An ancient art form
Meet the chefs behind every dish sent through our pass. Whether it be dine-in or take-away, our 5-star Indian chefs curate and design authentic spice blends for each dish.
The process begins by selecting only the best WA produce to spark their inspiration; Lilydale Free Range chicken, Amelia Park lamb and beef and 21/25 grade Australian Tiger prawns. The only exception is our KingClip fish, imported from New Zealand, as it is the perfect texture for curries.
Our herbs and spices are imported directly from India for the unparalleled and authentic taste we’re famous for. This also inspires our chefs with the aromas and tastes from home to create inspiring dishes.
The most recent addition to our menu – ‘The Methi Palak’ by Imran, available in chicken, lamb or paneer celebrates the earthy and slight bitterness of Fenugreek grown in Punjab.
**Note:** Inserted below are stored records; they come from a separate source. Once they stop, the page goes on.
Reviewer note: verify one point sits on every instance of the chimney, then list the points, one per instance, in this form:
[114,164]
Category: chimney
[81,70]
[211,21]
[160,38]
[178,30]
Govind and Gagan are masters of the tandoori oven; grilling a selection of meats, seafood and fluffy naan bread to satisfy every taste. Our kitchen operates two authentic charcoal Tandoor ovens, that reach temperatures up to 480 degrees Celsius!
What’s even better is that our dining rooms come complete with a viewing window to watch the chefs at work in this ancient art form.
Govind’s favourite dish is Tandoori Chicken; its smokey subtle spiciness goes perfectly with the house-made mint chutney. While Gagan can’t go past our moreish vegetable samosas!